Section 06

The Code

First Learning Machine The Perceptron: A Probabilistic Model for Information Storage and Organization in the Brain 1958

The Code

Build a Perceptron from scratch in Python

This code implements the complete Perceptron — forward pass + learning rule — in under 25 lines, using only NumPy. No machine learning libraries. No magic. Every line is exactly what the mathematics in Section 5 described.

We train it on the OR gate and watch the weights update in real time.

# What this code does: Implements the Perceptron learning rule from scratch
# Paper: The Perceptron — Frank Rosenblatt (1958)
# Run free at: https://colab.research.google.com/

import numpy as np

# --- Training data: the OR gate ---
# Each row is one training example [input1, input2]
X = np.array([[0, 0],
              [0, 1],
              [1, 0],
              [1, 1]])
y = np.array([0, 1, 1, 1])  # correct answers (OR gate: 1 if any input is 1)

# --- Initialise weights and settings ---
np.random.seed(42)
weights = np.zeros(2)   # start both weights at 0
threshold = 0.5         # fire if weighted sum >= 0.5
learning_rate = 0.1     # how much to adjust weights on each mistake
epochs = 10             # how many times to cycle through all training examples

# --- The Perceptron: forward pass ---
def predict(x, weights, threshold):
    weighted_sum = np.dot(weights, x)  # dot product: w1*x1 + w2*x2
    return 1 if weighted_sum >= threshold else 0   # apply threshold

# --- Training loop ---
print(f"{'Epoch':>5} {'Example':>8} {'Prediction':>11} {'Correct':>8} {'Error':>6} {'w1':>8} {'w2':>8}")
print("-" * 60)

for epoch in range(epochs):
    errors_this_epoch = 0

    for i in range(len(X)):
        prediction = predict(X[i], weights, threshold)   # make a guess
        error = y[i] - prediction                         # how wrong were we?

        if error != 0:                                    # only update on mistakes
            weights += learning_rate * error * X[i]      # the Perceptron learning rule
            errors_this_epoch += 1

        print(f"{epoch+1:>5} {i+1:>8} {prediction:>11} {y[i]:>8} {error:>+6.0f} {weights[0]:>8.3f} {weights[1]:>8.3f}")

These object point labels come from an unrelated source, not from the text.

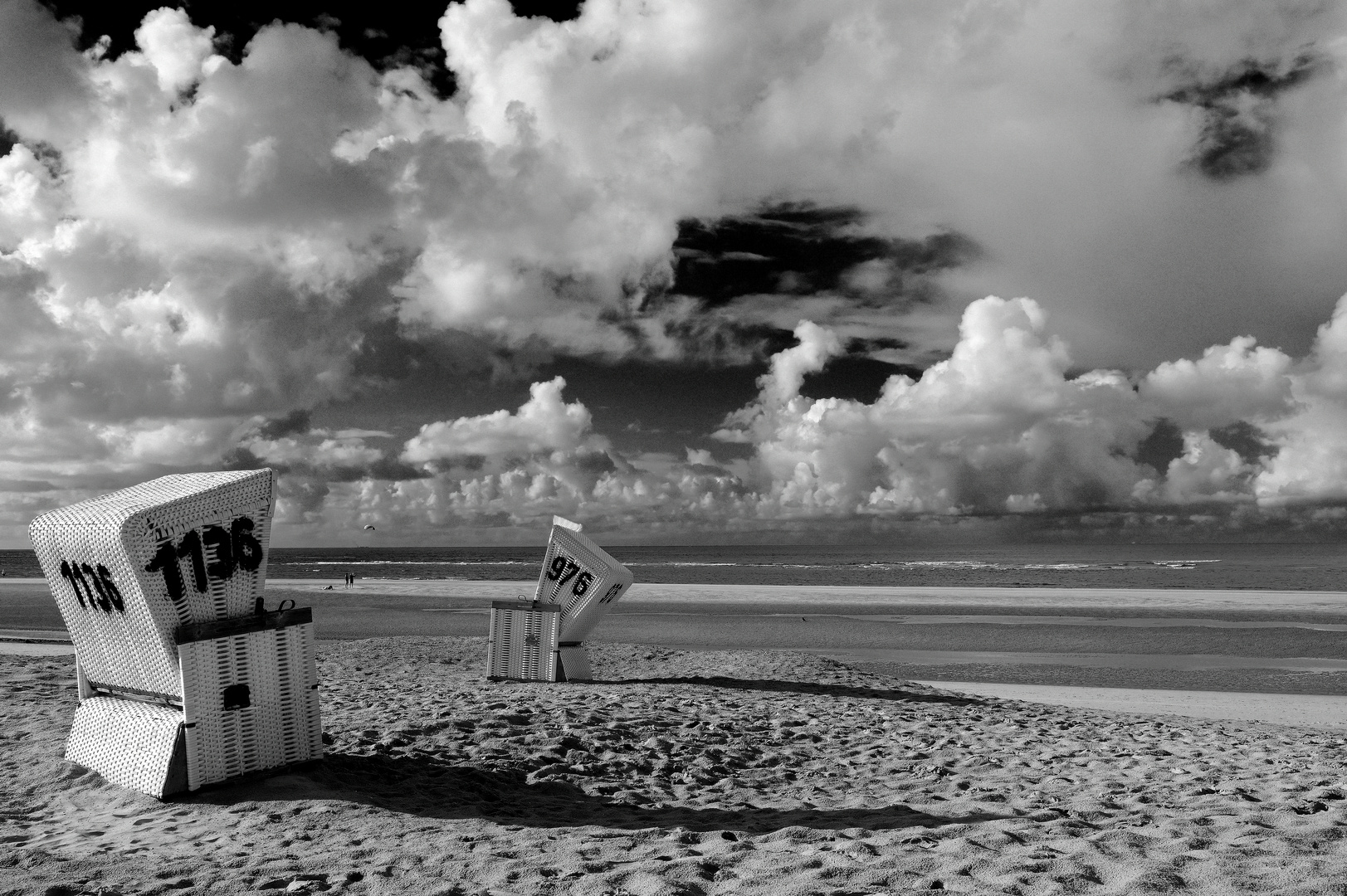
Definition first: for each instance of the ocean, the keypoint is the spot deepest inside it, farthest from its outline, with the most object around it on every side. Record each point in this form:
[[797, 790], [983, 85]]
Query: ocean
[[1314, 567]]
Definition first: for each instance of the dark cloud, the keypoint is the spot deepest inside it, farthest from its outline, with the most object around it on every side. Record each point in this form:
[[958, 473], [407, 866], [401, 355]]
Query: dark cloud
[[294, 423], [854, 377], [1161, 446], [26, 485], [1239, 114], [7, 139], [1245, 440], [798, 248], [387, 36]]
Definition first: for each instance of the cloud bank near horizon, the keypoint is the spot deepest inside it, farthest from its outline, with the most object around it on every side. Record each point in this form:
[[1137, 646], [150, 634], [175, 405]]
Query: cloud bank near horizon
[[196, 252]]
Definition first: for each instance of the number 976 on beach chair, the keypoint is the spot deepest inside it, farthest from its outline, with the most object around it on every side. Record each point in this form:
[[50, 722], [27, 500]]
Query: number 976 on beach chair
[[183, 678], [544, 640]]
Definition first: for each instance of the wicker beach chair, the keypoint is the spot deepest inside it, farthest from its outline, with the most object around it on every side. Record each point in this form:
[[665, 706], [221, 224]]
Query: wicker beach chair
[[183, 678], [543, 640]]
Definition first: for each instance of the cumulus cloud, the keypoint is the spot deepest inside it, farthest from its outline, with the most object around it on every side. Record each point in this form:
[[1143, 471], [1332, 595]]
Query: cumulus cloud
[[1005, 427], [192, 246]]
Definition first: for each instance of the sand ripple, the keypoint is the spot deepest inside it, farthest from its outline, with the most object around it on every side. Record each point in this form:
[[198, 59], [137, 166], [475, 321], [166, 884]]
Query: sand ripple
[[685, 772]]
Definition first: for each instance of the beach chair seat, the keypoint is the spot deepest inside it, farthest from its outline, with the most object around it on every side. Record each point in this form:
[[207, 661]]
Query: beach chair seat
[[523, 641], [578, 585], [183, 678]]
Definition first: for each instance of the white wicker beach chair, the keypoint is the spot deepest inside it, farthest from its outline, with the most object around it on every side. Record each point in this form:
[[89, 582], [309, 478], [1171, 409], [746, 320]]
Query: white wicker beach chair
[[578, 584], [183, 678]]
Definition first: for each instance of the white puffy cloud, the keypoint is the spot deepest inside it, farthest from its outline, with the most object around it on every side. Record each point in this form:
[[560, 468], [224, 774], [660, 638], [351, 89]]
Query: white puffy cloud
[[543, 425], [189, 246]]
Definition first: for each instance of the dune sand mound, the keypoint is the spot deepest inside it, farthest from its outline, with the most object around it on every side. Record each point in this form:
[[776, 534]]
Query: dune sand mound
[[683, 772]]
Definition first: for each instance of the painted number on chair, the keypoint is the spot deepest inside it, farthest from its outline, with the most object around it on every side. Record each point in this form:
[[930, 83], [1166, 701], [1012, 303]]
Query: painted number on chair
[[229, 552], [564, 569], [93, 587]]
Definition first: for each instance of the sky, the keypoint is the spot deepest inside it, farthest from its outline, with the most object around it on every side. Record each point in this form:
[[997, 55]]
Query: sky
[[686, 271]]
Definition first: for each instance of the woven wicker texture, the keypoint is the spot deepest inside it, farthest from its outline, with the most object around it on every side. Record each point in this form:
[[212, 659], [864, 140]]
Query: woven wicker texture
[[128, 567], [521, 645], [251, 702], [579, 577], [129, 744], [574, 662]]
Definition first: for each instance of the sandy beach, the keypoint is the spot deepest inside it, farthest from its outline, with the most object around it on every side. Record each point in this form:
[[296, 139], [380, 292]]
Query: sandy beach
[[686, 772], [730, 768]]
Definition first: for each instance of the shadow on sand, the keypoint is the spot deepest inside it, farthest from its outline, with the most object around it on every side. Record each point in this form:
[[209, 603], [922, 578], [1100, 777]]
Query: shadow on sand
[[803, 688], [430, 787]]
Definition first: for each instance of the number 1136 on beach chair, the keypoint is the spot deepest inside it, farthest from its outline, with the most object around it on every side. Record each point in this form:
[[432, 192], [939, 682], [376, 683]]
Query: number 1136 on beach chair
[[544, 640], [183, 678]]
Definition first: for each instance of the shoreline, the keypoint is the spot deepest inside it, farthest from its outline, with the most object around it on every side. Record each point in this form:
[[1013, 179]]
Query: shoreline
[[678, 774]]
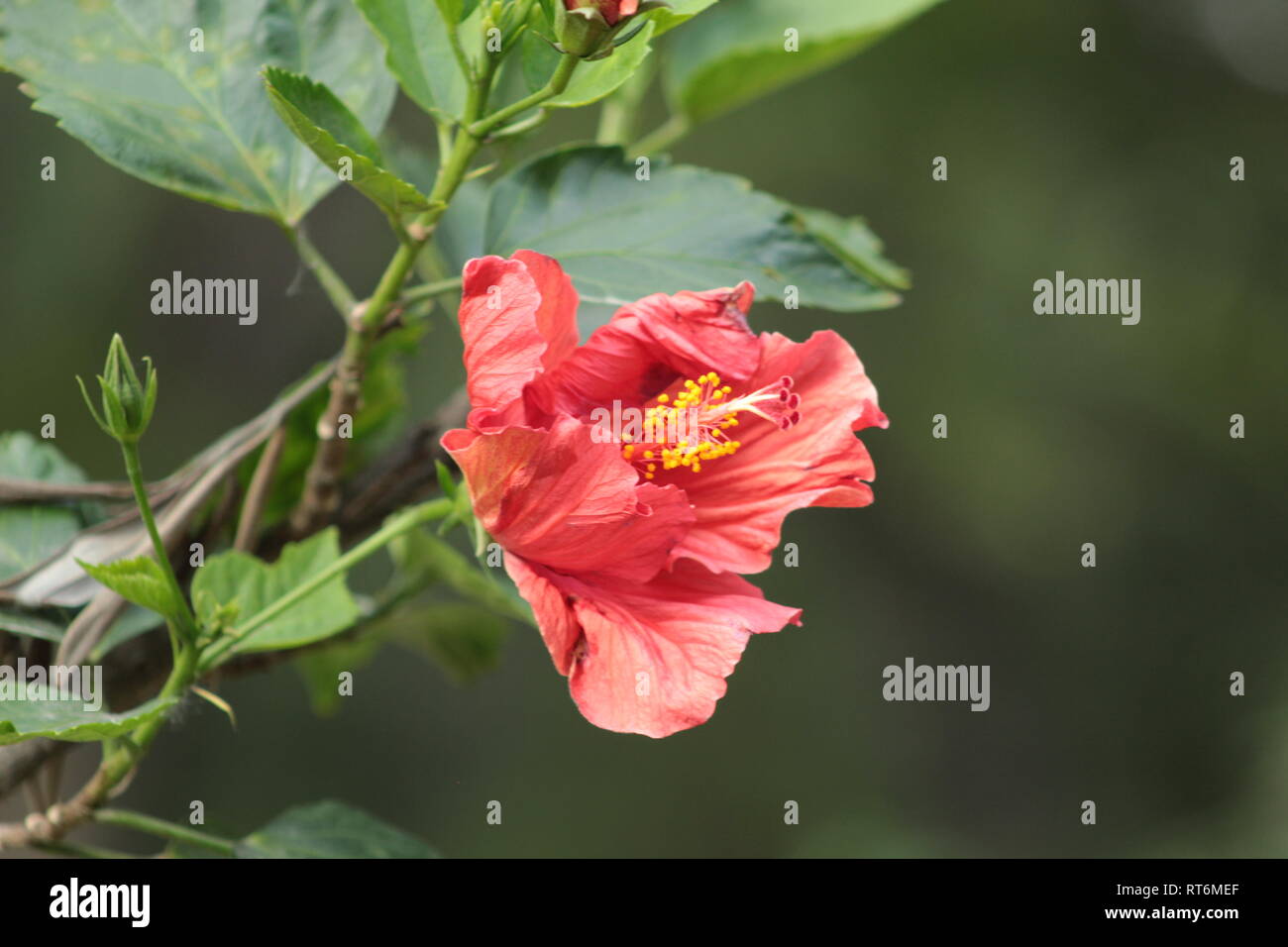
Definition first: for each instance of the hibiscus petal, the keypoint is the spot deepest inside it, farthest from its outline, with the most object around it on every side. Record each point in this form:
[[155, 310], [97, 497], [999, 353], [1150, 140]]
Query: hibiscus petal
[[648, 659], [647, 346], [561, 499], [741, 500], [518, 318]]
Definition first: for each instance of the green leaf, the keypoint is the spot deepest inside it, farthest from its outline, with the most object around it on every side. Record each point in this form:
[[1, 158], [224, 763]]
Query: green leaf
[[252, 585], [419, 52], [423, 560], [738, 52], [33, 532], [334, 134], [854, 243], [330, 830], [666, 18], [30, 626], [133, 622], [456, 11], [24, 719], [140, 579], [123, 77], [686, 228], [591, 80]]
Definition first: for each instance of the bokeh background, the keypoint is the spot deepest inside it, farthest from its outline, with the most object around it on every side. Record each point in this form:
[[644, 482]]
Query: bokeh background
[[1109, 684]]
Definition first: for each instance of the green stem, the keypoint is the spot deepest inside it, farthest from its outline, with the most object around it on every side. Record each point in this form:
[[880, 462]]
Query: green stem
[[393, 528], [557, 84], [166, 830], [432, 289], [134, 471], [336, 290]]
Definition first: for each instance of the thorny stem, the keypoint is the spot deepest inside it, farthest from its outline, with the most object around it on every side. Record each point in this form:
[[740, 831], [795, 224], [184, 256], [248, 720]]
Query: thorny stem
[[134, 471], [321, 496]]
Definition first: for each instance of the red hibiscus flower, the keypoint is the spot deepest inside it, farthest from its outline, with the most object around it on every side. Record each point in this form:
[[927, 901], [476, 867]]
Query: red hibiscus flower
[[632, 478], [612, 11]]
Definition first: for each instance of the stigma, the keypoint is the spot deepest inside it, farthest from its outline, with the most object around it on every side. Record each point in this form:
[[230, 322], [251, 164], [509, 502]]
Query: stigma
[[692, 423]]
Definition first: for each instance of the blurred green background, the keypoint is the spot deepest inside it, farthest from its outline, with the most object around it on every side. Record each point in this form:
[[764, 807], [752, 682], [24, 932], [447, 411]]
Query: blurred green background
[[1107, 684]]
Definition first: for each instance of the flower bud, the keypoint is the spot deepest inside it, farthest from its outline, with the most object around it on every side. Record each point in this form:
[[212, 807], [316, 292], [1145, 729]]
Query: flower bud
[[128, 402], [589, 27]]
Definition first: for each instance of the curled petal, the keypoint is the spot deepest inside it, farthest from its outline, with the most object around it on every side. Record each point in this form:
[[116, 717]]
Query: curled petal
[[741, 500], [518, 320], [561, 499], [648, 659], [649, 344]]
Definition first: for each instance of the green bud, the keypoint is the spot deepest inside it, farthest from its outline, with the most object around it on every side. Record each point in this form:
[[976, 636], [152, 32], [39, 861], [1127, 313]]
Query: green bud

    if errors_this_epoch == 0:
        print(f"\nConverged after epoch {epoch+1}! All predictions correct.")
        break

# --- Test the trained Perceptron ---
print("\nFinal weights:", weights)
print("\nTesting trained Perceptron on OR gate:")
for i in range(len(X)):
    pred = predict(X[i], weights, threshold)
    print(f"  Input {X[i]} → Predicted: {pred}, Correct: {y[i]}  {'✓' if pred == y[i] else '✗'}")

What you should see when you run this:

A table showing each training example, the prediction made, the error, and the updated weights. You will see the weights start at 0 and gradually grow as the Perceptron learns. After a few epochs, the error column will be all zeros — the Perceptron has learned the OR gate perfectly.


What to change to experiment:

  1. Try the AND gate: Change y = np.array([0, 0, 0, 1]) and run again. The Perceptron still converges — both AND and OR are linearly separable.

  2. Try the XOR gate: Change y = np.array([0, 1, 1, 0]) and run again. Watch the Perceptron fail to converge — it will keep making mistakes no matter how many epochs you run. This is the famous XOR problem, and it is what ended the first era of neural network research. (We cover this fully in Limitations →)

  3. Change the learning rate: Try learning_rate = 0.5 and then learning_rate = 0.01. A high learning rate converges faster but can overshoot. A low learning rate is more stable but slower. Watch the difference in the weight updates.